Her awareness of social and global issues was thanks in part to her family. Born in Uganda, she moved at age 4 to New York City with her mother, one of Uganda's first female diplomats, and attended the United Nations International School for 13 years. Her late father, John Ruganda, was a celebrated Ugandan playwright.
These days, Ngonzi is the Entrepreneur in Residence at the School of Hotel Administration. She has just signed up for a second year sharing her business expertise and activist approach with students to help them conceive, launch and manage their own enterprises with an understanding of the positive impact businesses can have on underserved communities.
Ngonzi is also vice chair of communications for the President's Council of Cornell Women, and since 2010 she has served on the advisory board of the Hotel School's Leland C. and Mary M. Pillsbury Institute for Hospitality Entrepreneurship.
An entrepreneur who founded the consulting firm Amazing Taste LLC, Ngonzi develops online and traditional marketing strategies and training programs for U.S. and international nonprofits.

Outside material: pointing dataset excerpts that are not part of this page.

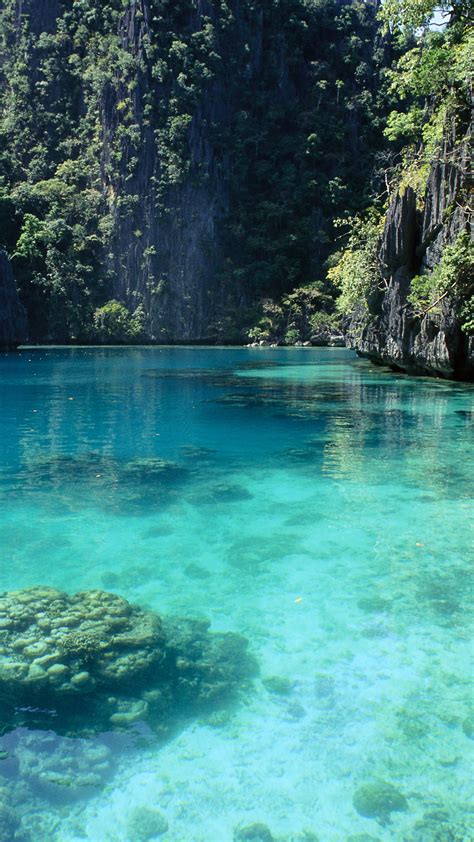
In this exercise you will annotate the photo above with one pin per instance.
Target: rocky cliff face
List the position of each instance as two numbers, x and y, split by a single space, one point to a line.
388 330
13 325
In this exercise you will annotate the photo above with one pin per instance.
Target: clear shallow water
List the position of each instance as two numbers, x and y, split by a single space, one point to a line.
326 515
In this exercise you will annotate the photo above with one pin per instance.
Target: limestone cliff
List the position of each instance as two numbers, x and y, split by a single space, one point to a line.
418 228
13 326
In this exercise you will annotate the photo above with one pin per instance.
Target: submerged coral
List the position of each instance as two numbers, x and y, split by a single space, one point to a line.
377 800
94 661
257 832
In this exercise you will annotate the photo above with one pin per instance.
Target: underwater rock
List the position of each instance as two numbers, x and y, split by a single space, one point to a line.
377 800
92 660
278 684
468 726
63 767
145 823
9 823
435 827
304 836
253 833
362 837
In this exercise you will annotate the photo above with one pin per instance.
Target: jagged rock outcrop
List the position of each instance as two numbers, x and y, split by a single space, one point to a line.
388 330
93 661
13 324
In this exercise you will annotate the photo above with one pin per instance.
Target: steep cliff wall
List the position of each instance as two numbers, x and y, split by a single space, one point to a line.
390 328
13 325
184 157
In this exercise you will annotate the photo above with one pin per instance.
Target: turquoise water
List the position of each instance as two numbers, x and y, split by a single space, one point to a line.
325 513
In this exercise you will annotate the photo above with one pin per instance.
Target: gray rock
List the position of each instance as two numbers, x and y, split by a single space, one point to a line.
387 330
13 324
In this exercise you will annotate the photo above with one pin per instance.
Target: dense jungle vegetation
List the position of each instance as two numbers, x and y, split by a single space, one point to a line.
291 114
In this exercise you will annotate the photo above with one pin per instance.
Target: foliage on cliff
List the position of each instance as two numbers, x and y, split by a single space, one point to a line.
299 98
432 80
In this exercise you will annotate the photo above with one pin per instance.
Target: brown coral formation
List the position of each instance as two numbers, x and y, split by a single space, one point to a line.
93 661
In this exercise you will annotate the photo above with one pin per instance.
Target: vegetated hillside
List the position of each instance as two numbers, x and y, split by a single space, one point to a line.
165 165
407 274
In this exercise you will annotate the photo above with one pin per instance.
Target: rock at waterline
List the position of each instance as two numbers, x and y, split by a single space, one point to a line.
13 324
92 661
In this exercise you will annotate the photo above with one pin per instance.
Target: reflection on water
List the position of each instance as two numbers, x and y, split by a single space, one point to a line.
301 498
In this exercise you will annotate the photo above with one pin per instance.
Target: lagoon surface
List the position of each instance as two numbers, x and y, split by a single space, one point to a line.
323 512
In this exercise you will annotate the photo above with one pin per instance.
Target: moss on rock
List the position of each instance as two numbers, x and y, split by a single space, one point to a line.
93 660
257 832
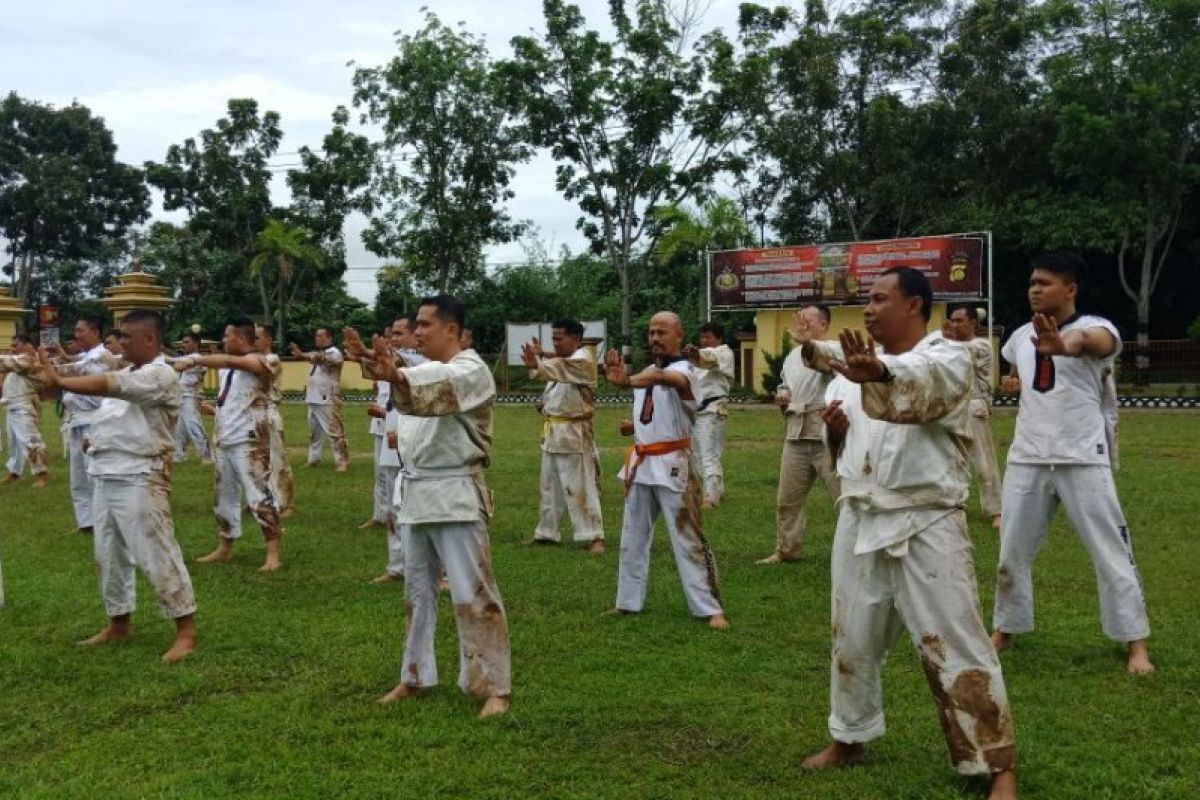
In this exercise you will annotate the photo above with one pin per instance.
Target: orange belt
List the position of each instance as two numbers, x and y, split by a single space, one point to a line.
653 449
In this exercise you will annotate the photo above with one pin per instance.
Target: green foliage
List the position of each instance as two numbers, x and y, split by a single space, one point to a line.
64 196
447 157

The company took root when she was a graduate student at Cornell.
She had come to Ithaca with a B.S. degree in information systems from Syracuse University and several years in the hospitality technology industry. At Cornell, she took 21 credits each semester, served as a teaching assistant for two professors, saw every relevant speaker and contacted them afterward. "I was on top of it," she says. "I figured this was a great opportunity for me, so I wanted to make sure I took full advantage of my time at Cornell."

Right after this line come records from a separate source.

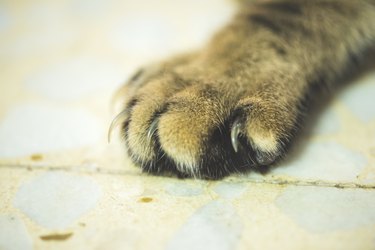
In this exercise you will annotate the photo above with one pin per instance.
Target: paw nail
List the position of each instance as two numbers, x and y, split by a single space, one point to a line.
120 118
152 129
234 133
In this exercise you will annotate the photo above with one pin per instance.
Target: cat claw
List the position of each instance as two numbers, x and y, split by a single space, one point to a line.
152 129
120 118
234 133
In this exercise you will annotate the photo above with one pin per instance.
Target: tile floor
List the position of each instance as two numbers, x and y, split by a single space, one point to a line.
63 187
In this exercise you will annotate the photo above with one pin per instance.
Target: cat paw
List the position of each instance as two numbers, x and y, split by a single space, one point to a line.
192 128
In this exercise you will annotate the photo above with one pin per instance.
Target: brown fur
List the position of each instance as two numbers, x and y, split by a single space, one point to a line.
257 72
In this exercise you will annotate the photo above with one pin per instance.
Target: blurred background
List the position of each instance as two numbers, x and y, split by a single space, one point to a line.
61 61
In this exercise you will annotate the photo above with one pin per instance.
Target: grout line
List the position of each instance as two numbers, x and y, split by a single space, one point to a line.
88 169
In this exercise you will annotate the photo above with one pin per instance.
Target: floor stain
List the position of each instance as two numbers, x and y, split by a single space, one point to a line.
36 157
56 237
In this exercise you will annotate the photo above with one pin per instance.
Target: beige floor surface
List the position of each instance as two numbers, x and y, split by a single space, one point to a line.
63 187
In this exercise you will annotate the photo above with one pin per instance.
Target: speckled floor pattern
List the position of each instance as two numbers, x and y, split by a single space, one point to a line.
62 186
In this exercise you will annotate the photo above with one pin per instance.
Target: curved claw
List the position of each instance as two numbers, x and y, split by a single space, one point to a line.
234 133
121 117
152 129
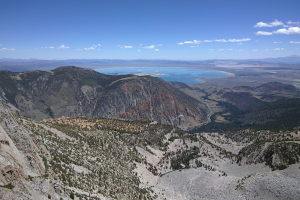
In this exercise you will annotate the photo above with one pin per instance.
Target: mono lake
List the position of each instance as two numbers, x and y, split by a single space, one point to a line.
180 74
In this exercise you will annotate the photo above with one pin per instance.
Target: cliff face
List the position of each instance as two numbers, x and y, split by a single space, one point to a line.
73 92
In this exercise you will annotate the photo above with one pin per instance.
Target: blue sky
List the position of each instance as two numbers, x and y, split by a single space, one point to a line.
149 29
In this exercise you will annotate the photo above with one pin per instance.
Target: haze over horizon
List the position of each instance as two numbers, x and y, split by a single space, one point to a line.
176 30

At the Hotel School she noticed that her courses emphasized American, European and sometimes Asian cuisine, but scarcely mentioned African cooking. Looking for a way to elevate the way African cuisine is perceived, she created a module on it that one professor still uses in one of his courses. She also put together a Hotel Ezra Cornell event featuring upscale African dishes and themes.
Then, after graduating, when the company she had been working for started to go under, she decided to revisit her business idea: a world cuisine and global events company that she named Amazing Taste -- a double entendre on amazing food and event concepts and designs.

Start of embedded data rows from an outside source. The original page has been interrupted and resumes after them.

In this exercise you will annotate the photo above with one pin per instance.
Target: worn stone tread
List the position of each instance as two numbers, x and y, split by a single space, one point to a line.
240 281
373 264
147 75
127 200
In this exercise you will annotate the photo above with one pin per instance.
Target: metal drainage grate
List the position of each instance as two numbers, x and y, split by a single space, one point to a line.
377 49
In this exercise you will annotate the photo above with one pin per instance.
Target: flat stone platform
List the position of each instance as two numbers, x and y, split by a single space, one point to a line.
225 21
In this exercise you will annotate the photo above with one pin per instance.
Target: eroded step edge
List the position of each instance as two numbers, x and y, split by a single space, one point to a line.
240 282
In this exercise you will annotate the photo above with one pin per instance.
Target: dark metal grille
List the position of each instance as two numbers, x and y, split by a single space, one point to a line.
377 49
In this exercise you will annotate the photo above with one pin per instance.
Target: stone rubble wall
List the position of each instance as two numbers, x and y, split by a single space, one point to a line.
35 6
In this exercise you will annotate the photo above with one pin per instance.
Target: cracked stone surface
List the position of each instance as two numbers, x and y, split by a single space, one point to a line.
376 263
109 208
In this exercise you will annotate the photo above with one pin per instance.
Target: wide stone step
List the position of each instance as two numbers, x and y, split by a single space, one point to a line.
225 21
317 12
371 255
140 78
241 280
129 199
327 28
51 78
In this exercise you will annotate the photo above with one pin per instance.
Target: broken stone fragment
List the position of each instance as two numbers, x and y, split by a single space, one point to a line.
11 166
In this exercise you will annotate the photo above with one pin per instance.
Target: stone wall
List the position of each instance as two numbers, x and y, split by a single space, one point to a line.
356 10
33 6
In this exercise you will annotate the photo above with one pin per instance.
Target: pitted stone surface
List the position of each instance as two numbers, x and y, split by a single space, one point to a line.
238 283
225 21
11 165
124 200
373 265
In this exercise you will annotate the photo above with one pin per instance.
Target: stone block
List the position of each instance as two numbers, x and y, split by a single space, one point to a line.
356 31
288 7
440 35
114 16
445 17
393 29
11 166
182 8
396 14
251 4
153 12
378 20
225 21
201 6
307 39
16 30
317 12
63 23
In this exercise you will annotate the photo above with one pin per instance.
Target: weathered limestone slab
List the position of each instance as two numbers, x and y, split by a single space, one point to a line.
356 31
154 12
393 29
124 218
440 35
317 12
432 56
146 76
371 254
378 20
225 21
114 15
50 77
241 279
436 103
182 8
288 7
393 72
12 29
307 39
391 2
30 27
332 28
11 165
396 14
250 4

"I was tired of the same type of catering, typical cuisine and the same type of décor. This was going to be something a little bit different, and upscale at the same time. That's where I started," Ngonzi says.
The company eventually morphed into an online marketing and fundraising firm, leveraging Ngonzi's passion for nonprofits working on gender rights, youth development, educational institutions and women's health issues. Using new media and traditional marketing and fundraising strategies, Amazing Taste connects nonprofits with corporations and philanthropists to further social causes through fundraising and educational events, training and executive lifestyle consulting that leverage her experience working with executives and her extensive global contacts.
"That's where my heart is," she says. "I see technology as a tool that enables disenfranchised people to get their voices heard in larger conversations about topics that affect them. For me, it goes beyond the technological tools and is about what technology helps facilitate: positive change."
For example, last year she traveled to South Africa and Kenya to train more than 200 nonprofits on how to build their brands online. Many had had their funding cut by European Union countries. Some needed help understanding the benefits of websites to reach donors. Others needed to evaluate emerging social media's cost benefits in reaching new donors.
At Cornell, she has worked with such students as Karim Aboulnega '13, founder of Practice Makes Perfect, a nonprofit that pairs struggling fourth-graders with ninth-grade mentors for summer academic enrichment. She's also mentored Jake Marmulstein '12, partner and founder of Culture to Culture Pals Cornell, an e-mentoring organization that connects university students to underprivileged youth in such international, developing areas as Rio de Janeiro.
Whether working with clients or students, she asks them to be willing to innovate as a means to differentiate themselves from competitors.
"People ask, 'Are you an entrepreneur, or are you a nonprofit?'" she says. "I'm an entrepreneur. I happen to work with nonprofits. But I ask them to think more entrepreneurially."